In total, the vessel operated by the humanitarian group SOS Mediterranee was carrying 359 shipwreck survivors, it said, adding the ship had been assigned to the distant port at Ancona, in Italy’s central Marche region.
“Such a long navigation should never be imposed on persons rescued at sea,” the rescue organization wrote on X, formerly Twitter.
Non-governmental organizations operating in the central Mediterranean Sea have repeatedly warned that the far-right-led Italian government’s policy of assigning ports farther north keeps their rescue ships out of waters where they can be saving lives.
Migrants, mostly from the Middle East and Africa, often flee war and poverty in their own countries in search of a better life in European nations via the Mediterranean Sea.
Rome has recently ordered the ships to port after each rescue, punishing groups that conduct other rescues by holding ships in port for 20 days at a time.
The Ocean Viking has been subject to three such blocks over three months, the most recently from Feb. 8 until a judge lifted the block 10 days later.
Friday’s rescue came a day after survivors saved from a deflating rubber dinghy in the central Mediterranean on Thursday reported that some 60 people who departed from Libya with them more than a week ago had perished during the journey.
The Ocean Viking spotted the dinghy with 25 people on board Wednesday. Two were unconscious and were evacuated to the Sicilian island of Lampedusa, some 60 miles (97 kilometers) to the north.

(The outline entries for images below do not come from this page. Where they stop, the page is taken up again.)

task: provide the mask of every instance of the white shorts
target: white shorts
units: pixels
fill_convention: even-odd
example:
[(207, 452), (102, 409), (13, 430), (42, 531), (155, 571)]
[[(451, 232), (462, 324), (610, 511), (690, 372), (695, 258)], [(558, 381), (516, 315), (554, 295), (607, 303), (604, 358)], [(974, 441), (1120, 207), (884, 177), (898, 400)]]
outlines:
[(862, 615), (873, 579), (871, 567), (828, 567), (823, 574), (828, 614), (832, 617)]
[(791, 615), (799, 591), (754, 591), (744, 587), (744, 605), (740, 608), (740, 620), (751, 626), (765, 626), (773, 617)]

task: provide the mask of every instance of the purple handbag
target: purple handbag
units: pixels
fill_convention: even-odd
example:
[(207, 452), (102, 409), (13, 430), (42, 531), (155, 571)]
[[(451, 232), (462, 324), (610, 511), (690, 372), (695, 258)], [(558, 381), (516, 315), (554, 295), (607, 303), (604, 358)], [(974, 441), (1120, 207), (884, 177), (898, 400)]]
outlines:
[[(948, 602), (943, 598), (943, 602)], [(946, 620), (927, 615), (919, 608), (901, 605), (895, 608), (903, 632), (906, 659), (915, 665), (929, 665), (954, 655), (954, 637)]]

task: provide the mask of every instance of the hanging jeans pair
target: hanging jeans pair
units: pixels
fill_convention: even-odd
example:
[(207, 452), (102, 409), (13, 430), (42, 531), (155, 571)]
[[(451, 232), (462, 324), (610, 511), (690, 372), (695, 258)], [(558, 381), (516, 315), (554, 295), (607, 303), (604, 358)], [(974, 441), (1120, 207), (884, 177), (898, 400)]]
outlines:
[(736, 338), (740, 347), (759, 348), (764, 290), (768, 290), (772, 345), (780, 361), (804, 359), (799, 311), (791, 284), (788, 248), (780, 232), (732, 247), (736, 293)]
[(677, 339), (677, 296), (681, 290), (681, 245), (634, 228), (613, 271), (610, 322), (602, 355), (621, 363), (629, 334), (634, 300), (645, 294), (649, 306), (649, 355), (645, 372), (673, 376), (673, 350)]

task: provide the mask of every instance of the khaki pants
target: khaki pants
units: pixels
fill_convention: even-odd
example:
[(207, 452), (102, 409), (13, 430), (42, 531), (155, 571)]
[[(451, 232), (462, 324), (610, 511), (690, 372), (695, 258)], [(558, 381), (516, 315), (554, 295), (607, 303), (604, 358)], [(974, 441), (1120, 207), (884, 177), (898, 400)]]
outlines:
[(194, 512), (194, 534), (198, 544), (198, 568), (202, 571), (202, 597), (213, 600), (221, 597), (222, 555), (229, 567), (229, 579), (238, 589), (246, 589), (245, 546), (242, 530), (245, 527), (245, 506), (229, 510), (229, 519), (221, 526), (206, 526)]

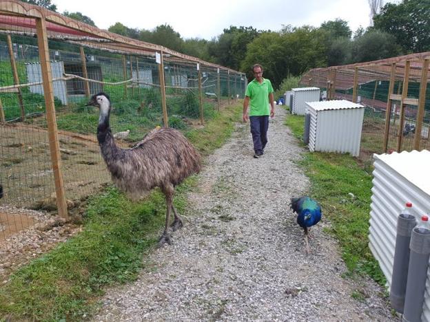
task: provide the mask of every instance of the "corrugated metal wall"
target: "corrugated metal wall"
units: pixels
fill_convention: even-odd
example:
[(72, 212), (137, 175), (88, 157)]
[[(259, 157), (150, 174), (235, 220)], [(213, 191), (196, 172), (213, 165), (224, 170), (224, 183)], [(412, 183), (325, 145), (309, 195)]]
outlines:
[(307, 107), (306, 102), (320, 100), (320, 89), (318, 87), (293, 88), (293, 114), (305, 115)]
[[(27, 77), (29, 83), (38, 83), (42, 81), (42, 70), (39, 63), (25, 64), (27, 69)], [(52, 78), (59, 78), (63, 77), (64, 73), (64, 65), (62, 61), (52, 61), (51, 69), (52, 71)], [(67, 105), (67, 90), (65, 80), (57, 80), (54, 84), (54, 96), (60, 100), (63, 105)], [(34, 85), (30, 87), (32, 93), (37, 93), (43, 95), (43, 87)]]
[[(413, 151), (374, 155), (370, 211), (369, 247), (389, 286), (391, 282), (397, 217), (405, 204), (412, 202), (421, 215), (430, 211), (430, 152)], [(422, 321), (430, 321), (429, 273)]]
[(309, 150), (360, 154), (365, 109), (347, 100), (307, 103), (311, 113)]

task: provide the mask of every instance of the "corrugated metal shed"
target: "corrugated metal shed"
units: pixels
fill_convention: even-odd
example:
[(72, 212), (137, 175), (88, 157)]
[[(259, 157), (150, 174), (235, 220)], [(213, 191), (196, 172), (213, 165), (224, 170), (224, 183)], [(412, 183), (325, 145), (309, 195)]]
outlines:
[(285, 105), (289, 106), (289, 98), (291, 95), (293, 95), (293, 91), (287, 91), (284, 93), (284, 102), (285, 102)]
[[(418, 215), (430, 211), (430, 151), (375, 154), (373, 159), (369, 247), (389, 286), (398, 214), (407, 202)], [(426, 285), (421, 321), (430, 321), (429, 273)]]
[[(293, 114), (305, 115), (306, 111), (306, 102), (316, 102), (320, 100), (320, 89), (318, 87), (299, 87), (293, 88)], [(290, 106), (290, 108), (291, 107)]]
[(360, 154), (365, 107), (349, 100), (307, 102), (310, 151)]

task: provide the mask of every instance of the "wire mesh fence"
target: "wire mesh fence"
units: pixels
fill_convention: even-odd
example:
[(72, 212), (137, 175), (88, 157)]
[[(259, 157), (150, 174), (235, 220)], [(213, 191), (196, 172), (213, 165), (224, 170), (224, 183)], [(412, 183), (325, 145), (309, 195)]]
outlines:
[(300, 85), (320, 87), (322, 99), (365, 107), (360, 158), (370, 162), (373, 153), (430, 147), (429, 58), (424, 52), (314, 69), (303, 76)]
[[(99, 111), (86, 106), (90, 96), (110, 96), (110, 127), (124, 148), (157, 126), (202, 126), (243, 97), (245, 76), (236, 71), (20, 1), (0, 7), (0, 239), (23, 220), (2, 206), (60, 211), (59, 186), (70, 207), (110, 182), (96, 136)], [(41, 60), (45, 54), (50, 74)]]

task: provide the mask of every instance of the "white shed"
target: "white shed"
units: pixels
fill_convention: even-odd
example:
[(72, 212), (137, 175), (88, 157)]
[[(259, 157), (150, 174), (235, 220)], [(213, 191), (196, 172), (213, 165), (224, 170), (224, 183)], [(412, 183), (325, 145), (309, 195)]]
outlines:
[[(391, 283), (397, 219), (406, 202), (412, 203), (416, 214), (430, 211), (430, 151), (403, 151), (373, 155), (373, 186), (370, 205), (369, 246), (387, 278)], [(430, 283), (427, 288), (421, 321), (430, 321)]]
[(289, 99), (292, 95), (293, 95), (293, 91), (287, 91), (285, 92), (285, 93), (284, 93), (284, 102), (285, 102), (285, 105), (289, 106), (290, 105)]
[(360, 154), (365, 107), (349, 100), (307, 102), (310, 151)]
[(293, 88), (293, 106), (290, 106), (291, 113), (297, 115), (305, 115), (306, 102), (317, 102), (320, 100), (320, 89), (318, 87)]

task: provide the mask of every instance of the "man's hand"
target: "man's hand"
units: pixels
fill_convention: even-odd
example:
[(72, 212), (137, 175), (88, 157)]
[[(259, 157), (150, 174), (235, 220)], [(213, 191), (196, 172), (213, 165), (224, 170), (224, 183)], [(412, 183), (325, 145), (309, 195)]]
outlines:
[(274, 106), (272, 106), (270, 109), (270, 117), (271, 118), (275, 117), (275, 107)]

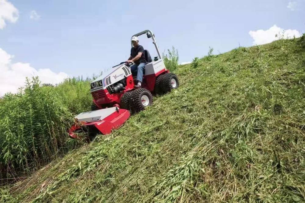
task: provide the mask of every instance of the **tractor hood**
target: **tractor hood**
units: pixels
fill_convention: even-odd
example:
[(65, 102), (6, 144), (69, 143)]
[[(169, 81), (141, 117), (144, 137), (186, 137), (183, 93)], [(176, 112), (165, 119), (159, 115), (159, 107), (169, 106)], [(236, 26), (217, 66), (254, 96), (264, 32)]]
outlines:
[(131, 74), (130, 68), (125, 64), (114, 66), (109, 71), (91, 82), (91, 92), (104, 89), (109, 86), (117, 82)]

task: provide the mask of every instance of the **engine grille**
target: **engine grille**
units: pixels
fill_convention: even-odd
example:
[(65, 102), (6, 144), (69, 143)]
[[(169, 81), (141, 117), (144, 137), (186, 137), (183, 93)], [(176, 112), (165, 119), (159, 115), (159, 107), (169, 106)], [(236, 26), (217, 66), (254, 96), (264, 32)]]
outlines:
[(110, 80), (110, 76), (109, 76), (106, 79), (106, 85), (108, 85), (111, 84), (111, 81)]
[(97, 100), (105, 97), (106, 94), (103, 90), (100, 90), (92, 93), (92, 96), (94, 99)]
[(130, 70), (129, 68), (124, 66), (123, 67), (123, 70), (124, 71), (124, 72), (125, 73), (125, 75), (126, 76), (127, 76), (131, 74), (131, 72), (130, 72)]

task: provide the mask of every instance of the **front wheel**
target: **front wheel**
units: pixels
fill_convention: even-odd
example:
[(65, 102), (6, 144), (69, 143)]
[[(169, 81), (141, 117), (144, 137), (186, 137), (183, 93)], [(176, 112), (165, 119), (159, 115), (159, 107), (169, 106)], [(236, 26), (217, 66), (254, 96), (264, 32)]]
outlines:
[(144, 88), (137, 89), (133, 91), (132, 111), (138, 112), (151, 106), (152, 95), (149, 91)]

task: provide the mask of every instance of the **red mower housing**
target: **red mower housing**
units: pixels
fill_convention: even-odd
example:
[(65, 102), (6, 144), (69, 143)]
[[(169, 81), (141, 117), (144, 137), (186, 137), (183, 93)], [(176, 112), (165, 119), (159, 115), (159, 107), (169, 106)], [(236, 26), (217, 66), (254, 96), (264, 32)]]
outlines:
[(152, 33), (147, 30), (132, 37), (145, 33), (152, 38), (159, 57), (155, 57), (153, 61), (149, 51), (144, 50), (147, 63), (142, 88), (134, 88), (136, 73), (131, 73), (131, 64), (123, 62), (113, 66), (110, 73), (103, 74), (91, 82), (92, 110), (75, 117), (75, 123), (69, 131), (70, 137), (77, 138), (76, 132), (84, 127), (89, 131), (97, 129), (103, 135), (109, 134), (127, 120), (129, 111), (138, 112), (151, 105), (151, 92), (164, 94), (179, 86), (177, 76), (165, 67)]

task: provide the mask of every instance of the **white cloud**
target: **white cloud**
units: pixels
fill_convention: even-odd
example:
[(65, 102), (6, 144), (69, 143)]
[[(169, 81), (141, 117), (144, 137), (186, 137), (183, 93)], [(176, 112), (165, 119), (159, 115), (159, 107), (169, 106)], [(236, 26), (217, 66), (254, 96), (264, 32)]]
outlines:
[(5, 21), (16, 23), (19, 17), (18, 10), (13, 5), (6, 0), (0, 0), (0, 29), (5, 27)]
[(287, 8), (293, 11), (296, 9), (297, 4), (296, 2), (289, 2), (287, 5)]
[(28, 63), (13, 63), (12, 59), (13, 57), (0, 48), (0, 96), (10, 92), (16, 93), (19, 88), (24, 86), (26, 77), (38, 76), (42, 83), (53, 84), (68, 77), (64, 72), (56, 73), (48, 68), (37, 70)]
[(265, 30), (258, 30), (256, 31), (251, 30), (249, 32), (249, 34), (254, 40), (253, 45), (270, 43), (278, 39), (278, 37), (275, 37), (276, 34), (278, 35), (281, 38), (284, 39), (291, 39), (294, 36), (296, 37), (301, 36), (300, 33), (296, 30), (284, 30), (278, 27), (276, 25)]
[(179, 63), (179, 65), (184, 65), (185, 64), (188, 64), (192, 63), (191, 61), (188, 61), (187, 62), (182, 62), (181, 63)]
[(35, 20), (38, 20), (40, 18), (40, 16), (38, 15), (36, 11), (33, 10), (31, 11), (31, 14), (30, 15), (30, 19)]

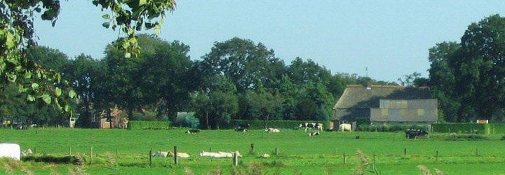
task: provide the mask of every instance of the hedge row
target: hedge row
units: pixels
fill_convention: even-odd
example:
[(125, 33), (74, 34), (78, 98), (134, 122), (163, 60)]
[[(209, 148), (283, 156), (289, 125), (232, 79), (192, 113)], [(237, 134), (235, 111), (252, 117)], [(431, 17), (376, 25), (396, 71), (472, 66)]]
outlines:
[(436, 132), (489, 134), (492, 131), (490, 123), (433, 123), (431, 127), (433, 131)]
[[(283, 129), (295, 129), (297, 128), (300, 123), (305, 122), (318, 122), (323, 123), (323, 128), (328, 128), (330, 122), (328, 121), (302, 121), (302, 120), (270, 120), (267, 122), (267, 127), (283, 128)], [(265, 128), (264, 122), (263, 120), (234, 120), (230, 123), (230, 127), (234, 128), (241, 123), (249, 123), (250, 130), (264, 130)]]
[(128, 130), (166, 130), (170, 127), (168, 121), (130, 121)]
[(392, 125), (358, 125), (358, 130), (363, 132), (405, 132), (407, 130), (427, 130), (426, 125), (405, 125), (405, 124), (392, 124)]

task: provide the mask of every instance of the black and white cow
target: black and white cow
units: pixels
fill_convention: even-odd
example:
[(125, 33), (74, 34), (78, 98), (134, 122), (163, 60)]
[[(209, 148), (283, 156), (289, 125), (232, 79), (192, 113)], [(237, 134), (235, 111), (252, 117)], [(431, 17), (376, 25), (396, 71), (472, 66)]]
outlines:
[(247, 130), (249, 129), (250, 126), (250, 124), (249, 123), (241, 123), (238, 125), (238, 127), (235, 129), (235, 130), (238, 132), (247, 132)]
[(416, 139), (417, 136), (424, 136), (428, 135), (428, 132), (423, 130), (407, 130), (405, 131), (405, 138), (409, 139)]
[(191, 129), (186, 132), (186, 133), (187, 133), (187, 134), (196, 134), (196, 133), (199, 133), (199, 132), (200, 132), (200, 130), (198, 130), (198, 129)]
[(318, 136), (318, 135), (321, 135), (321, 132), (319, 132), (319, 131), (311, 132), (311, 133), (309, 133), (309, 136)]
[(308, 129), (323, 131), (323, 123), (316, 123), (316, 122), (300, 123), (299, 127), (303, 128), (304, 130), (305, 130), (305, 132), (307, 132), (307, 130)]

The other 23 were in serious condition, exhausted, dehydrated and with burns from fuel on board the boat.
An SOS Mediterranee spokesman said the survivors were traumatized and unable to give full accounts of what had transpired during the voyage, adding that the number of missing and presumed dead was unlikely to ever be verified.
Humanitarian groups often rely on accounts of survivors when pulling together the numbers of dead and missing at sea, presumed to have died.
The U.N. International Organization for Migration says 227 people have died along the perilous central Mediterranean route this year through March 11, not counting the new reported missing and presumed dead. That’s out of a total 279 deaths in the Mediterranean since Jan. 1. A total of 19,562 people arrived in Italy using that route in the period.